O dia amanheceu brilhante, mas eu sabia que ia chover. A atmosfera muda, alguma coisa mexe lá dentro da gente, até bicho sente. Os ventos estavam fortes, mas não haviam derrubado a árvore podre. Ela só cairia com a chuva que veio a seguir.
E eu ainda pensei que não fosse chover. Achei que o tempo agüentaria, que o Sol sairia detrás das nuvens pretas. Achei que fosse passar, mas me precavi. E quando choveu, eu já estava preparada.
Não para a melancolia que a chuva trouxe. Não para a cidade vazia, para a cabeça cheia, para o cheiro de chuva e saudade. Não para a torrente de água e sentimentos que inundavam a mim e a rua como se nunca mais fossem parar. Não pelos pingos gelados das nuvens que se misturaram com os pingos quentes dos meus olhos. Eu não estava preparada para nada disso. Eu só tinha um guarda-chuva.

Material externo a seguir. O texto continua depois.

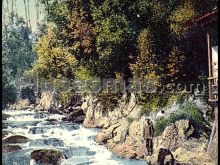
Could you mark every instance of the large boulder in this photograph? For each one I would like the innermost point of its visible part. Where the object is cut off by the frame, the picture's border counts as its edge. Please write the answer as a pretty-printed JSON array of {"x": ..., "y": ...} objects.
[
  {"x": 47, "y": 102},
  {"x": 47, "y": 156},
  {"x": 10, "y": 148},
  {"x": 77, "y": 115},
  {"x": 106, "y": 134},
  {"x": 162, "y": 156},
  {"x": 5, "y": 133},
  {"x": 16, "y": 139},
  {"x": 174, "y": 135},
  {"x": 193, "y": 152},
  {"x": 22, "y": 104},
  {"x": 5, "y": 116}
]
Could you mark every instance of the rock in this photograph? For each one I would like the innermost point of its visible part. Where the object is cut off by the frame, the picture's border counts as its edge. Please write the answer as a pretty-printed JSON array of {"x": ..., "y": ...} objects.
[
  {"x": 174, "y": 135},
  {"x": 96, "y": 117},
  {"x": 5, "y": 116},
  {"x": 51, "y": 120},
  {"x": 163, "y": 156},
  {"x": 16, "y": 139},
  {"x": 23, "y": 104},
  {"x": 193, "y": 152},
  {"x": 76, "y": 116},
  {"x": 10, "y": 148},
  {"x": 5, "y": 133},
  {"x": 47, "y": 102},
  {"x": 47, "y": 156},
  {"x": 124, "y": 151},
  {"x": 106, "y": 134},
  {"x": 79, "y": 119}
]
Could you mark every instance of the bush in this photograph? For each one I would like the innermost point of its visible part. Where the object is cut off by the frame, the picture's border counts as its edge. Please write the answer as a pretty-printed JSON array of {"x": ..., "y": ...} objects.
[
  {"x": 109, "y": 100},
  {"x": 187, "y": 111},
  {"x": 154, "y": 102},
  {"x": 28, "y": 93},
  {"x": 130, "y": 120},
  {"x": 161, "y": 124},
  {"x": 8, "y": 95},
  {"x": 68, "y": 98}
]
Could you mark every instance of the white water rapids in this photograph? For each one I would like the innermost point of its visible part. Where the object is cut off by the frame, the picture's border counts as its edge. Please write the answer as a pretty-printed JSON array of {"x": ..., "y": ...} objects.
[{"x": 76, "y": 142}]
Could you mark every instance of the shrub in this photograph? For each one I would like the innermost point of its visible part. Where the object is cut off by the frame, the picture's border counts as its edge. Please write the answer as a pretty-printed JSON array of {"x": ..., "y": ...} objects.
[
  {"x": 161, "y": 124},
  {"x": 68, "y": 98},
  {"x": 8, "y": 95},
  {"x": 130, "y": 120},
  {"x": 109, "y": 100},
  {"x": 28, "y": 93},
  {"x": 188, "y": 111}
]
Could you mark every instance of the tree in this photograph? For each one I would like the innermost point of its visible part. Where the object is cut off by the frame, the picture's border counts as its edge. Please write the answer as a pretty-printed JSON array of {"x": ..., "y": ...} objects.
[
  {"x": 17, "y": 46},
  {"x": 53, "y": 59},
  {"x": 17, "y": 55}
]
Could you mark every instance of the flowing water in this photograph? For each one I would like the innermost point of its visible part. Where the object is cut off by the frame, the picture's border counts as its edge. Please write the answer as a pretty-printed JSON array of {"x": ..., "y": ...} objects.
[{"x": 76, "y": 142}]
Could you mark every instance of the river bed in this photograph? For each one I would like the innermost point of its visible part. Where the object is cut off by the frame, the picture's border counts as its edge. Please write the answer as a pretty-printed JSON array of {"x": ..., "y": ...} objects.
[{"x": 47, "y": 131}]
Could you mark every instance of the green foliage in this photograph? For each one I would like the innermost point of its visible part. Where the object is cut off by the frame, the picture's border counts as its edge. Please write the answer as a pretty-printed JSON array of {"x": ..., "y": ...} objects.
[
  {"x": 17, "y": 46},
  {"x": 130, "y": 120},
  {"x": 109, "y": 100},
  {"x": 8, "y": 94},
  {"x": 161, "y": 124},
  {"x": 53, "y": 60},
  {"x": 179, "y": 17},
  {"x": 64, "y": 98},
  {"x": 17, "y": 55},
  {"x": 187, "y": 111},
  {"x": 28, "y": 93}
]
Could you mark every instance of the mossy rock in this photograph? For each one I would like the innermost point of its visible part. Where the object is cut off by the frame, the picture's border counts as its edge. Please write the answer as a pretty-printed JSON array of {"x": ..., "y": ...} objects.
[
  {"x": 16, "y": 139},
  {"x": 47, "y": 156},
  {"x": 5, "y": 133},
  {"x": 5, "y": 116},
  {"x": 10, "y": 148}
]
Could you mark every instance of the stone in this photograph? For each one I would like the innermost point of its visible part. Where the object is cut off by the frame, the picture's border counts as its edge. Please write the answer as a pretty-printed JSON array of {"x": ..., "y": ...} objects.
[
  {"x": 16, "y": 139},
  {"x": 76, "y": 116},
  {"x": 47, "y": 102},
  {"x": 5, "y": 116},
  {"x": 106, "y": 134},
  {"x": 10, "y": 148},
  {"x": 5, "y": 133},
  {"x": 174, "y": 135},
  {"x": 162, "y": 156},
  {"x": 23, "y": 104},
  {"x": 48, "y": 156},
  {"x": 193, "y": 152}
]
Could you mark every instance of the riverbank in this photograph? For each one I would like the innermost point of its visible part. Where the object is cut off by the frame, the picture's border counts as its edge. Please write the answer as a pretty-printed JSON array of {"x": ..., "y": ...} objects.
[
  {"x": 48, "y": 131},
  {"x": 178, "y": 138}
]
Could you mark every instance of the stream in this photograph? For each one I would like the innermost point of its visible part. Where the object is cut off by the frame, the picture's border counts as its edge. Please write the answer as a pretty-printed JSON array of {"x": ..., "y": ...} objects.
[{"x": 47, "y": 131}]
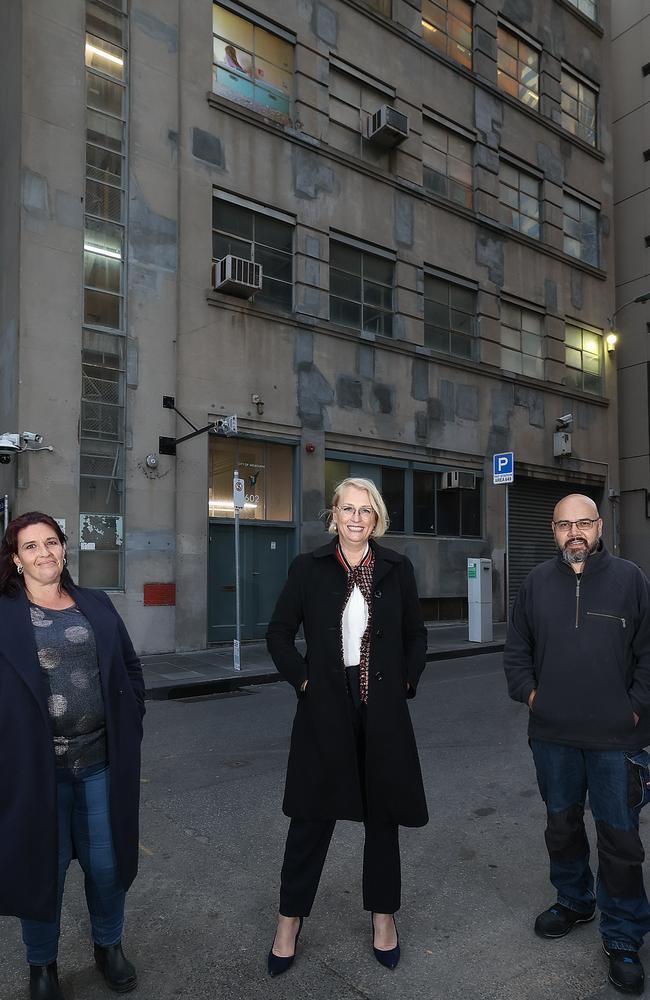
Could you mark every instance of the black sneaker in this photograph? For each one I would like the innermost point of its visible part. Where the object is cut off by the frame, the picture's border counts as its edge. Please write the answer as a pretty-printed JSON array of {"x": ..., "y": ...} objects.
[
  {"x": 625, "y": 970},
  {"x": 558, "y": 920}
]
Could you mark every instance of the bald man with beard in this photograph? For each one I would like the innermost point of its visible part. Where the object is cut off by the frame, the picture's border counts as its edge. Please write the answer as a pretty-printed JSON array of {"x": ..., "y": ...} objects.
[{"x": 578, "y": 655}]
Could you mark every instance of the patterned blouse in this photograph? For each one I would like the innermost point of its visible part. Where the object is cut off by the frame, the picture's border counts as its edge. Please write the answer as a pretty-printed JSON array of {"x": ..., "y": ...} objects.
[{"x": 68, "y": 657}]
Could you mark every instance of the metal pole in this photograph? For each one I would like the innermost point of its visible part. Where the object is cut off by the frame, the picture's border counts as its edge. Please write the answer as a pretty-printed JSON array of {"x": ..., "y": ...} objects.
[
  {"x": 237, "y": 646},
  {"x": 507, "y": 556}
]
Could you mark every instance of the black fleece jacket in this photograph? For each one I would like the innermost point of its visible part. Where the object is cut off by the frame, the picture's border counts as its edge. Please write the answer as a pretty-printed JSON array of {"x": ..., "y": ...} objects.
[{"x": 583, "y": 642}]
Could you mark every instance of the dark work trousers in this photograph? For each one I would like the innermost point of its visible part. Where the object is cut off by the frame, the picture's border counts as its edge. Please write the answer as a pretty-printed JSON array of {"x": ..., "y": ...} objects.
[
  {"x": 309, "y": 840},
  {"x": 565, "y": 775}
]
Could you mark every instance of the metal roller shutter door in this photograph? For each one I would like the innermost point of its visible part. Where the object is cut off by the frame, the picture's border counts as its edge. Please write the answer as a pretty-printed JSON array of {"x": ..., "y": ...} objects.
[{"x": 530, "y": 510}]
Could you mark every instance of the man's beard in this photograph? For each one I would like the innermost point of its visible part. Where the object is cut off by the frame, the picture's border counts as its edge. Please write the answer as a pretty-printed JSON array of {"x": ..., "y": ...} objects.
[{"x": 576, "y": 556}]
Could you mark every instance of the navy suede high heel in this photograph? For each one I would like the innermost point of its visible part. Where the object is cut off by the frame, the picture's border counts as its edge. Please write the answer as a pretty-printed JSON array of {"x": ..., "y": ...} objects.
[
  {"x": 276, "y": 964},
  {"x": 388, "y": 959}
]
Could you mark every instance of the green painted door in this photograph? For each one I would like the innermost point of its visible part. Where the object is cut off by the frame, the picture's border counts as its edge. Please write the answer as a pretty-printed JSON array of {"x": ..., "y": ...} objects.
[{"x": 265, "y": 553}]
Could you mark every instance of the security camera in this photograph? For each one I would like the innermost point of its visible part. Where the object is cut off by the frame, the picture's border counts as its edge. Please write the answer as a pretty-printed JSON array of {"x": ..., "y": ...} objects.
[{"x": 10, "y": 444}]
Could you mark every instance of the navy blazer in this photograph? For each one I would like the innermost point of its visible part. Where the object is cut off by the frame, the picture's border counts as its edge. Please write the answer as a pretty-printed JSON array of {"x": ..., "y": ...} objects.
[{"x": 28, "y": 813}]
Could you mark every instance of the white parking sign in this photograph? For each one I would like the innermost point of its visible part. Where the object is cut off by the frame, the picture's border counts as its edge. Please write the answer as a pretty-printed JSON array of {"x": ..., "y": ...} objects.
[{"x": 503, "y": 468}]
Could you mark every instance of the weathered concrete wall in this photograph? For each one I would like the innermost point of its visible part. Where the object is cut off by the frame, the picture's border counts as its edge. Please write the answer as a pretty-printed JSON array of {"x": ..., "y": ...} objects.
[
  {"x": 51, "y": 258},
  {"x": 10, "y": 153}
]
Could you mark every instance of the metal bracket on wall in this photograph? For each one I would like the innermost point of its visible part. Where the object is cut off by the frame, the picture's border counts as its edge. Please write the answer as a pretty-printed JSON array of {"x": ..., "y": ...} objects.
[{"x": 224, "y": 425}]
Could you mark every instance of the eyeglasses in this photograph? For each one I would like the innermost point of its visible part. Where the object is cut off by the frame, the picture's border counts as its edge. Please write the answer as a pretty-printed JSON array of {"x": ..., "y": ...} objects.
[
  {"x": 583, "y": 524},
  {"x": 348, "y": 511}
]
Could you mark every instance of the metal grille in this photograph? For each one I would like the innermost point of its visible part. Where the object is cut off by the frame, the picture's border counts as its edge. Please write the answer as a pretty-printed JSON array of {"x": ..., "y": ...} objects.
[{"x": 531, "y": 541}]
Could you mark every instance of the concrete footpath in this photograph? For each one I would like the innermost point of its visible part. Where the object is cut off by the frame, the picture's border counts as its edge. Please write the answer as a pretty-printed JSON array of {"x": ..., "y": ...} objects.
[{"x": 211, "y": 671}]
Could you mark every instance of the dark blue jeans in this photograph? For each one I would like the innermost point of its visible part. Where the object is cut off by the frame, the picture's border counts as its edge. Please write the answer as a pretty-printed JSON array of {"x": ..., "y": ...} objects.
[
  {"x": 616, "y": 795},
  {"x": 84, "y": 823}
]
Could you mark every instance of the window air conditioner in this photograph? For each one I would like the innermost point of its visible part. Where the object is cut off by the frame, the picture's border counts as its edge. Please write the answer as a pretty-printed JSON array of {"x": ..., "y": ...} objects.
[
  {"x": 456, "y": 479},
  {"x": 237, "y": 276},
  {"x": 387, "y": 127}
]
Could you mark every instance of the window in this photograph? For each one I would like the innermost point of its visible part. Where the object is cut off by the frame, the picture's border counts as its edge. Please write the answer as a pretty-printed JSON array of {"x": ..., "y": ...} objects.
[
  {"x": 578, "y": 107},
  {"x": 517, "y": 67},
  {"x": 352, "y": 100},
  {"x": 450, "y": 318},
  {"x": 584, "y": 359},
  {"x": 252, "y": 66},
  {"x": 447, "y": 27},
  {"x": 522, "y": 341},
  {"x": 519, "y": 200},
  {"x": 267, "y": 471},
  {"x": 440, "y": 511},
  {"x": 416, "y": 499},
  {"x": 580, "y": 230},
  {"x": 260, "y": 238},
  {"x": 361, "y": 289},
  {"x": 587, "y": 7},
  {"x": 447, "y": 163},
  {"x": 381, "y": 6},
  {"x": 103, "y": 375},
  {"x": 101, "y": 487}
]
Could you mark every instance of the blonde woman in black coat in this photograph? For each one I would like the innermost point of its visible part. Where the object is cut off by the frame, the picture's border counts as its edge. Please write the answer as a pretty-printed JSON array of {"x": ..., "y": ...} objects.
[{"x": 353, "y": 754}]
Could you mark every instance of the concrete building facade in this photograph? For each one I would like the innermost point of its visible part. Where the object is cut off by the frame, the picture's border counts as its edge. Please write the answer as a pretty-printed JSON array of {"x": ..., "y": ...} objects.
[
  {"x": 631, "y": 138},
  {"x": 425, "y": 187}
]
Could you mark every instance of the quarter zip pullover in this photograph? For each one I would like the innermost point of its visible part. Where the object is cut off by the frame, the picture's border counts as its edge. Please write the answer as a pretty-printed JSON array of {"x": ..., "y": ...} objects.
[{"x": 582, "y": 642}]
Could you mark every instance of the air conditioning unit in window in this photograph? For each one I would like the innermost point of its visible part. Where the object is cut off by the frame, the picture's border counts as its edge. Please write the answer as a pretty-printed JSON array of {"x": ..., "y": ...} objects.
[
  {"x": 387, "y": 127},
  {"x": 456, "y": 479},
  {"x": 237, "y": 276}
]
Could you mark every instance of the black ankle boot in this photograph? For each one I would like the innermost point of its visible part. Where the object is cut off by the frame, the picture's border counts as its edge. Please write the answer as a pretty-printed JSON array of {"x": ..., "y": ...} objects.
[
  {"x": 118, "y": 972},
  {"x": 44, "y": 982}
]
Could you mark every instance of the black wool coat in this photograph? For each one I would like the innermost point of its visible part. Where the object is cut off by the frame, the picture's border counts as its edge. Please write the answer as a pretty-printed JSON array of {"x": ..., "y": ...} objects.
[
  {"x": 28, "y": 812},
  {"x": 322, "y": 775}
]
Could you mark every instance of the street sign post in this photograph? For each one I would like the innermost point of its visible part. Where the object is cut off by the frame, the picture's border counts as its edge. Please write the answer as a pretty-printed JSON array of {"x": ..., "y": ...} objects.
[
  {"x": 238, "y": 503},
  {"x": 503, "y": 473}
]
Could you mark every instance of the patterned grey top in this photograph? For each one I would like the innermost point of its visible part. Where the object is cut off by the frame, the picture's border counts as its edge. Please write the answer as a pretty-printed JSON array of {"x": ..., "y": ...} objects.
[{"x": 68, "y": 657}]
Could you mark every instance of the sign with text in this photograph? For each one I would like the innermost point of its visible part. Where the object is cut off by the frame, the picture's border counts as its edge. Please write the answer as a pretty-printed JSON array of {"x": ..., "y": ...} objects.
[
  {"x": 238, "y": 494},
  {"x": 503, "y": 468}
]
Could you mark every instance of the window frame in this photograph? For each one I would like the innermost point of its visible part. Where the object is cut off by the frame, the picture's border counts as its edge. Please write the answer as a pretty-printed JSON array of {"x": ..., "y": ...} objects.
[
  {"x": 366, "y": 251},
  {"x": 459, "y": 135},
  {"x": 504, "y": 207},
  {"x": 432, "y": 28},
  {"x": 585, "y": 331},
  {"x": 367, "y": 466},
  {"x": 524, "y": 310},
  {"x": 259, "y": 211},
  {"x": 503, "y": 55},
  {"x": 453, "y": 282},
  {"x": 269, "y": 28},
  {"x": 584, "y": 83},
  {"x": 584, "y": 203}
]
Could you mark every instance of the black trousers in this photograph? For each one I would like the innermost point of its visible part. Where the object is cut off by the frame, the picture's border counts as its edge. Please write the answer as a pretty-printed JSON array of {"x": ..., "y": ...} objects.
[{"x": 308, "y": 842}]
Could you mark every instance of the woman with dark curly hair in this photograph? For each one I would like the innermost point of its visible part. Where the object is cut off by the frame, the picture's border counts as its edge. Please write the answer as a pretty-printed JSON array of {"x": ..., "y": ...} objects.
[{"x": 71, "y": 708}]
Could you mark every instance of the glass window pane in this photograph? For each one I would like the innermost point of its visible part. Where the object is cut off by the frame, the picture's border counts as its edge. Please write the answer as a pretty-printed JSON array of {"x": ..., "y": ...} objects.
[
  {"x": 104, "y": 95},
  {"x": 378, "y": 269},
  {"x": 102, "y": 309},
  {"x": 273, "y": 233},
  {"x": 344, "y": 312},
  {"x": 424, "y": 503},
  {"x": 346, "y": 285},
  {"x": 105, "y": 57},
  {"x": 234, "y": 28},
  {"x": 345, "y": 258}
]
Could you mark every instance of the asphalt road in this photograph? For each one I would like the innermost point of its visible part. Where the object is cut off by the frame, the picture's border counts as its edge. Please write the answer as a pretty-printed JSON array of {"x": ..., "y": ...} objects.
[{"x": 200, "y": 916}]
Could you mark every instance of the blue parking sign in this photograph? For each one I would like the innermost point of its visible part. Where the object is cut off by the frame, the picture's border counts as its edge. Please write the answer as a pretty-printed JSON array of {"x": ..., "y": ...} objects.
[{"x": 503, "y": 468}]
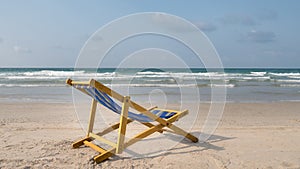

Ao meu redor, alguns corriam apressados, tentando escapar da fúria dos céus. Tadinhos, eu poderia tê-los avisado: ó, vai chover. Porque eu sabia. Só não sabia que ia ser tão cedo. Outros, já encharcados, poderiam até saber que ia chover, mas não acreditaram. Agora que ela havia chegado com força, não lutaram contra, apenas aceitaram as consequências do aguaceiro. Eu pensava como eles, embora estivesse semi-protegida pelo meu teto de pano: vai chover? Claro que vai! Não se pode ter um belo dia de Sol sem um pouco, ou um muito, de chuva.
Passaram também diversos casais. Uns bastante molhados, uns se espremendo debaixo de uma mísera proteção, alguns mais preparados carregavam cada um seu próprio guarda-chuva. Mas todos unidos contra a intempérie. Tenho muita admiração por eles, por conseguirem enfrentar os tempos adversos juntos. Vão pra casa, tomam um banho quente, colocam uma roupa sequinha e pronto: acabou-se a tempestade. Não foi meu caso.
A chuva destrói, desanima, deprime. Mas ela também renova, alimenta, limpa. Sozinha, na chuva, eu e meu guarda-chuva esperamos. Não pela alma e meias encharcadas secarem, não pelo coração pesado de água voltar a seu ritmo normal. Nós simplesmente esperávamos. Um dia essa chuva há de passar. Um dia eu não irei mais precisar de proteção.